Chicago Mercantile Exchange’s golden toilet [UPDATED]

On Tuesday, Stand Up Chicago—a coalition of labor and community groups working to “reclaim [tax] funds for meaningful job creation and investment in strong schools and communities, to secure a brighter future for Chicago’s working families”—invited Chicago’s wealthy elite to take a seat on the golden throne—that is, a toilet.

The coalition awarded the golden toilet to Terrence Duffy, Chairman of the Chicago Mercantile Exchange (CME), as a way of protesting the CME’s recent gift of $109 million from Illinois taxpayers. Close to a hundred Chicagoans—each representing one of the millions that the CME received from city and state tax breaks as well as TIF funding for bathroom renovations, a new fitness center, a cafe, and state-of-the art audio-visual conference room at the Chicago Board of Trade—presented Duffy with the gift and asked for a meeting with him.

Shani Smith, a working-class mother from the Calumet Heights neighborhood of Chicago, was one of the spokespersons at the event. In an interview with her afterwards, Smith said that she finds herself “between unemployment and under-employment” while social services and education services are being cut in her neighborhood. “Meanwhile, [the CME] is recording record profits at the expense of the taxpayer. We want to send a message: We want some of our money back! Our neighborhoods desperately need it.” Smith, whose home teeters on foreclosure, thought the action was spectacular and had powerful visuals. Indeed, the toilet is a creative and humorous piece of protest—reminiscent of Otpor’s famous Milosevic whack-a-barrels.

The diverse group, representing neighborhoods all across Chicago, was unable to meet with Duffy, but the golden toilet—complete with a big red bow—was left in the lobby with the hopes that it would be installed as part of the luxurious renovations and used by the executives. Catherine Murrell, an organizer with Stand Up Chicago, does not think their chances of getting a meeting with Duffy are high. “The CME is not concerned with us,” she added.

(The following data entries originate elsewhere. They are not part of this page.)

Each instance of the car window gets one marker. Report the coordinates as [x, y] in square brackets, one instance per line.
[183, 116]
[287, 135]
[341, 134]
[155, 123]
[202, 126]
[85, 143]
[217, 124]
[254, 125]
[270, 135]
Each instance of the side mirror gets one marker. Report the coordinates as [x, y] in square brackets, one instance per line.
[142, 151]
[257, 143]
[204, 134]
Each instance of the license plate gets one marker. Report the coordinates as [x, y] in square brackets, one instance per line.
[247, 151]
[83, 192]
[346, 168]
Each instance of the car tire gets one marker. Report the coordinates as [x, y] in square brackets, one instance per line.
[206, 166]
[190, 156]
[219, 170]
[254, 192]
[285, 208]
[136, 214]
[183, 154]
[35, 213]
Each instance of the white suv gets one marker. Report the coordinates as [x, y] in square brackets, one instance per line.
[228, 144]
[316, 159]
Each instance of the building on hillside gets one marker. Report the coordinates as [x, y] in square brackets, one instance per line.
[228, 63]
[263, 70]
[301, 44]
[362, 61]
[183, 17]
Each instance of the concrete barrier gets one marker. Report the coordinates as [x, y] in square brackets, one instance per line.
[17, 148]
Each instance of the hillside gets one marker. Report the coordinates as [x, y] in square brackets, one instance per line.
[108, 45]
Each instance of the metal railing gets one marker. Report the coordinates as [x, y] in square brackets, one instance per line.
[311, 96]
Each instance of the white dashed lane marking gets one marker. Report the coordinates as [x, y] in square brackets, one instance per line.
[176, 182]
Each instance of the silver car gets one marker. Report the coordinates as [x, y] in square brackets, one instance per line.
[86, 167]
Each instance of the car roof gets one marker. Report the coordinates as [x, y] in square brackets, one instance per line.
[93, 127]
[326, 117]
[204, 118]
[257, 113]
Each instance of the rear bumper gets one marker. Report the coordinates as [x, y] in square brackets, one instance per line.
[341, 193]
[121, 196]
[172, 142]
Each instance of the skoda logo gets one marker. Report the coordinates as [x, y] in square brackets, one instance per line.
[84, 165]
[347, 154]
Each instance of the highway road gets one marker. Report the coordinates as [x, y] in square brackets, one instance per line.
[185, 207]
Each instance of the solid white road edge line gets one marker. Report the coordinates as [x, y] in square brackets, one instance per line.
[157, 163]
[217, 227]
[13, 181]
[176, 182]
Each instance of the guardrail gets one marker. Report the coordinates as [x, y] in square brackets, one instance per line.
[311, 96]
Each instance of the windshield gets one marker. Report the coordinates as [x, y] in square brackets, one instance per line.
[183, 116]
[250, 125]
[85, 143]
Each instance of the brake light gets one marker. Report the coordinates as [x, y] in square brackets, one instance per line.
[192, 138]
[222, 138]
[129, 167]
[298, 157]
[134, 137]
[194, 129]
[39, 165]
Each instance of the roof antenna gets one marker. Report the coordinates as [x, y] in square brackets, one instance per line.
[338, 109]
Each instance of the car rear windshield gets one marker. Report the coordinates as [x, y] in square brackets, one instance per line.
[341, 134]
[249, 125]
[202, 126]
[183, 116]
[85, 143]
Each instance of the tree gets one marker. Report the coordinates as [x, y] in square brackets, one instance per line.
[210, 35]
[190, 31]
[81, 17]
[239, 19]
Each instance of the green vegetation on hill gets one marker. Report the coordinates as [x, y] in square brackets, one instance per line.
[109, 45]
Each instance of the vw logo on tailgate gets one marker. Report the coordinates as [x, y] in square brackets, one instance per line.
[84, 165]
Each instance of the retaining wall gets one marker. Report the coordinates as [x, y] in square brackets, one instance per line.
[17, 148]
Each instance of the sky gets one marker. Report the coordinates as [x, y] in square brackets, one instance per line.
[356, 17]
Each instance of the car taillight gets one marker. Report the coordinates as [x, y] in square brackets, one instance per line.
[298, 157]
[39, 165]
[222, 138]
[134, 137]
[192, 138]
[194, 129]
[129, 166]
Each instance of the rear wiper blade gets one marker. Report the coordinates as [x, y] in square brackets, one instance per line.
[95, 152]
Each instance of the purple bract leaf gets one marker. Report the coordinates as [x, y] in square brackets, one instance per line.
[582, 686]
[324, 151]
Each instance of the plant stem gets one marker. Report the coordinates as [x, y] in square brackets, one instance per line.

The golden toilet action is one of many that Stand Up Chicago has organized in the past years to draw attention to corporate welfare. Murrell also said future actions were being planned around April 17—tax day. But Stand Up Chicago is doing more than just raising awareness. The coalition, together with Chicago Political Economy Group (CPEG), commissioned and published a jobs plan—”Investing in Chicago Communities: A Jobs Fund for a Future That Works“—that could create up to 40,000 Chicago jobs. And where would the $1.4 billion needed for these jobs come from? Well, by asking the CME to pay $0.25 per transaction on high risk speculation on derivative trading. The average worth per trade: $233,000. That’s right, a mere .0001% per derivative transaction—twenty-five cents—holds the potential to transform the prospective outlook for one in every six of Chicago’s unemployed.

These kind of protests, which capture the attention with dramatic and humorous action, open space for more serious kinds of conversation. Stand Up Chicago is doing just that. Their Chicago Community Jobs Plan is meticulously well-researched and comes out of grassroots canvassing of various Chicago neighborhoods to find out what the struggles and needs of ordinary Chicagoans are. While City of Chicago Mayor Rahm Emanuel and the State of Illinois legislature continue to provide corporate welfare at the expense social welfare, the mysteriousness of corporate finance is being demystified and made digestible to the people by civic action and popular education. The solutions are out there and more and more activist groups are beginning to grasp and promote them with real authority and with expanded partnerships, like that between Stand Up Chicago and CPEG, and the excellent, and realistic, report they produced.

UPDATE: Some good news!  Protest works.  A week following Stand Up Chicago’s creative “golden toilet” action protesting controversial tax breaks and TIF funding awarded to the Chicago Mercantile Exchange (CME) for luxury renovations, the CME–along with two other companies (CNA Group and Bank of America)–have agreed to give back $34 million in tax breaks to the City of Chicago.

Both the CME and Bank of America have been targets of political and economic protests in Chicago in past months.  While it is difficult to substantiate quantitatively this victory for people’s movements, it is certainly worth celebrating and should be considered an affirmation of Stand Up Chicago’s work (as well as their allies like Occupy Chicago and others).